Klar sind Herstellerangaben nur schwer vergleichbar...aber innerhalb eines Herstellers doch wohl schon, oder ?

Welche Lüfter würdet Ihr empfehlen ? Ich bin kein absoluter Silent-Fanatiker, der mit dem Ohr am Gehäuse hockt und in sich reinkichert, weil er nix hört  Andererseits würd ich auch durchdrehen, wenn neben mir ein Staubsauger steht. 

Ich hab ne Zalman-Lüftersteuerung verbaut. Würde mir also nen Lüfter wünschen, der runtergeregelt schön leise ist und aufgedreht auch gerne ein bißchen Leistung bringen kann. Wichtig wäre mir auch ein annehmbares PLV, da ich ungern 15 € und mehr für einen Lüfter ausgeben möchte.

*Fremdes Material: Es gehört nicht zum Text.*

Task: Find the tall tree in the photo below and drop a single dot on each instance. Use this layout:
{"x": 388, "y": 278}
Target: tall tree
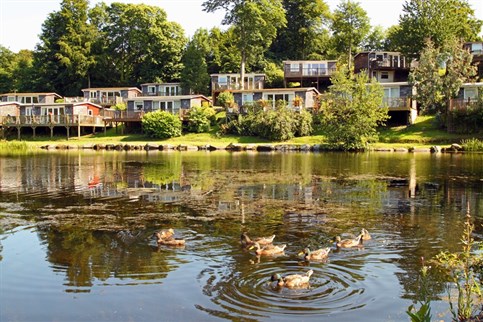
{"x": 440, "y": 74}
{"x": 301, "y": 38}
{"x": 6, "y": 69}
{"x": 194, "y": 75}
{"x": 136, "y": 44}
{"x": 438, "y": 20}
{"x": 376, "y": 39}
{"x": 63, "y": 56}
{"x": 350, "y": 25}
{"x": 255, "y": 23}
{"x": 352, "y": 110}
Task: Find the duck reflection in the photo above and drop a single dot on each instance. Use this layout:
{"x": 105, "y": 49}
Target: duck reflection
{"x": 111, "y": 257}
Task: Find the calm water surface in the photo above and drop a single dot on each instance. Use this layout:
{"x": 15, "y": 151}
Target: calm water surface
{"x": 76, "y": 233}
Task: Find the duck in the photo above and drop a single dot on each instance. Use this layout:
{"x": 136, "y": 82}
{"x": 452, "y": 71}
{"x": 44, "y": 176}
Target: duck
{"x": 170, "y": 241}
{"x": 322, "y": 253}
{"x": 293, "y": 281}
{"x": 166, "y": 233}
{"x": 247, "y": 241}
{"x": 365, "y": 234}
{"x": 268, "y": 249}
{"x": 348, "y": 243}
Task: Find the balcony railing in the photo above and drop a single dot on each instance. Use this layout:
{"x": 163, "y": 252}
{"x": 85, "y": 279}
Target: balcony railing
{"x": 397, "y": 102}
{"x": 235, "y": 86}
{"x": 461, "y": 104}
{"x": 388, "y": 63}
{"x": 309, "y": 72}
{"x": 51, "y": 120}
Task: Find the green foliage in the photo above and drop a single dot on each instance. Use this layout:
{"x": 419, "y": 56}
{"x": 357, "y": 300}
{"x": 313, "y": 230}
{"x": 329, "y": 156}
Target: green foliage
{"x": 136, "y": 44}
{"x": 350, "y": 26}
{"x": 194, "y": 75}
{"x": 352, "y": 110}
{"x": 303, "y": 123}
{"x": 376, "y": 39}
{"x": 438, "y": 20}
{"x": 280, "y": 124}
{"x": 464, "y": 271}
{"x": 161, "y": 125}
{"x": 423, "y": 314}
{"x": 200, "y": 119}
{"x": 472, "y": 145}
{"x": 226, "y": 99}
{"x": 273, "y": 75}
{"x": 440, "y": 74}
{"x": 255, "y": 24}
{"x": 63, "y": 57}
{"x": 307, "y": 32}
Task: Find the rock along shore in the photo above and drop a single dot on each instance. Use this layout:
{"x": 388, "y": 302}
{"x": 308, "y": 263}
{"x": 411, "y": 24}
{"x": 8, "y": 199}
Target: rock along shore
{"x": 237, "y": 148}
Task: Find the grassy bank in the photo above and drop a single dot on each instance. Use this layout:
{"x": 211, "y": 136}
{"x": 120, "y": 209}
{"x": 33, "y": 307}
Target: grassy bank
{"x": 423, "y": 133}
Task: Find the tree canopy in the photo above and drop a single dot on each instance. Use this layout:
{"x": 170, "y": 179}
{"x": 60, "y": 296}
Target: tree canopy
{"x": 438, "y": 20}
{"x": 255, "y": 25}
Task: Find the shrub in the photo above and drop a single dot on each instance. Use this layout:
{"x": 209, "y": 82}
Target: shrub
{"x": 303, "y": 123}
{"x": 161, "y": 125}
{"x": 200, "y": 119}
{"x": 226, "y": 99}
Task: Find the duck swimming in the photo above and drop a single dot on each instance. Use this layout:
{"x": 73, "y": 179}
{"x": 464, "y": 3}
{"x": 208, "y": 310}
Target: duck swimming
{"x": 293, "y": 281}
{"x": 322, "y": 253}
{"x": 170, "y": 241}
{"x": 268, "y": 249}
{"x": 365, "y": 234}
{"x": 348, "y": 243}
{"x": 247, "y": 241}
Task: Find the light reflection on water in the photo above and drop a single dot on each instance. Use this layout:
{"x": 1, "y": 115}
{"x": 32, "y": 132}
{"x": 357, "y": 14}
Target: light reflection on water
{"x": 86, "y": 251}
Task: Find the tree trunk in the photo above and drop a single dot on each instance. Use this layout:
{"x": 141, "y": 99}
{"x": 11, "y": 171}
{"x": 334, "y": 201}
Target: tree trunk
{"x": 242, "y": 70}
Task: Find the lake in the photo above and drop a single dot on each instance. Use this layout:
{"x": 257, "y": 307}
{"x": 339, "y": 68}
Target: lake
{"x": 76, "y": 233}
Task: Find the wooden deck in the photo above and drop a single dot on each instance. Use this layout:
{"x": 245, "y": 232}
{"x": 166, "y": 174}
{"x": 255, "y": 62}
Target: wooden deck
{"x": 69, "y": 122}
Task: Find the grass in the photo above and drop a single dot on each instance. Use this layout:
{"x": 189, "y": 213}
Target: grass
{"x": 423, "y": 133}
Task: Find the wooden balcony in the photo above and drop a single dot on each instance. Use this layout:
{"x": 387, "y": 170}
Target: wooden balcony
{"x": 460, "y": 104}
{"x": 397, "y": 103}
{"x": 308, "y": 72}
{"x": 51, "y": 120}
{"x": 389, "y": 64}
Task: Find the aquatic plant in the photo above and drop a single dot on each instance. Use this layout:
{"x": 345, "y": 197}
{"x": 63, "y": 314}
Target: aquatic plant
{"x": 14, "y": 147}
{"x": 472, "y": 144}
{"x": 464, "y": 272}
{"x": 423, "y": 314}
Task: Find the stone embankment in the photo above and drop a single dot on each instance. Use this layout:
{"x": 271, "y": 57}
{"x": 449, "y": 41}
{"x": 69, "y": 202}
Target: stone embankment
{"x": 236, "y": 147}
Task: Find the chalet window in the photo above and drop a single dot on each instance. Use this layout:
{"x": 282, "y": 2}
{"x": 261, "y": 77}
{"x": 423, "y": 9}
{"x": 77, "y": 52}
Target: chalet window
{"x": 247, "y": 98}
{"x": 471, "y": 93}
{"x": 222, "y": 80}
{"x": 294, "y": 68}
{"x": 138, "y": 105}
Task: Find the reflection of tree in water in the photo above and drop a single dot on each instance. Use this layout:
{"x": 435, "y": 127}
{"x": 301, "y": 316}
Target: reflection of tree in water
{"x": 87, "y": 256}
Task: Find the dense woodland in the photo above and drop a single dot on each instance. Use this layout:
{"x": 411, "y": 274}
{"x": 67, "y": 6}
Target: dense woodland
{"x": 128, "y": 44}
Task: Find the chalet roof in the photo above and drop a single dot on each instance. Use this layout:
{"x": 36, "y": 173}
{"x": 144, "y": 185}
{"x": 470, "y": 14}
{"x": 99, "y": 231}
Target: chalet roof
{"x": 110, "y": 89}
{"x": 147, "y": 84}
{"x": 31, "y": 94}
{"x": 276, "y": 90}
{"x": 310, "y": 61}
{"x": 238, "y": 74}
{"x": 87, "y": 103}
{"x": 378, "y": 52}
{"x": 168, "y": 98}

Ich bedanke mich schonmal vorab für Eure Hilfe !


----------



## p00nage (8. Juni 2011)

*AW: Gehäuselüfter - 120 oder 140 ? - Brauche 4 neue !*

Aquatuning - Der Wasserkhlung Vollsortimenter - Noiseblocker NB-BlackSilentPRO PK2 ( 140x140x25mm ) Noiseblocker NB-BlackSilentPRO PK2 ( 140x140x25mm ) 79054 hab ich auf meinem radiator und absolut zufrieden, als gehäuselüfter hab ich 120mm Aquatuning - Der Wasserkhlung Vollsortimenter - Noiseblocker NB-BlackSilentPRO PL1 ( 120x120x25mm ) Noiseblocker NB-BlackSilentPRO PL1 ( 120x120x25mm ) 78263 aber würde gern gegen 140mm tauschen wenns möglich wäre


----------



## facehugger (8. Juni 2011)

*AW: Gehäuselüfter - 120 oder 140 ? - Brauche 4 neue !*

Hier meine Empfehlungen:


 120mm: Enermax T.B.Silence 120x120x25mm, 900rpm, 71.54m³/h, 11dB(A) (UCTB12) | Geizhals.at Deutschland
 140mm: Enermax T.B.Silence 140x140x25mm, 750rpm, 77.13m³/h, 15dB(A) (UCTB14) | Geizhals.at Deutschland
Sehr leise, scheffeln trotzdem genügend Luft und sind sehr günstig

Gruß


----------



## Herr-Vorragend (8. Juni 2011)

*AW: Gehäuselüfter - 120 oder 140 ? - Brauche 4 neue !*

Ok,danke für die ersten Tipps !

Hab ich denn bei dem Enermax nicht das Problem, dass die Dinger schon ohne Lüftersteuerung sehr leise sind und wenn ich dann die Lüftersteuerung aufdrehe nicht mehr viel an Leistungsschub kommt ? Oder täusche ich mich da ?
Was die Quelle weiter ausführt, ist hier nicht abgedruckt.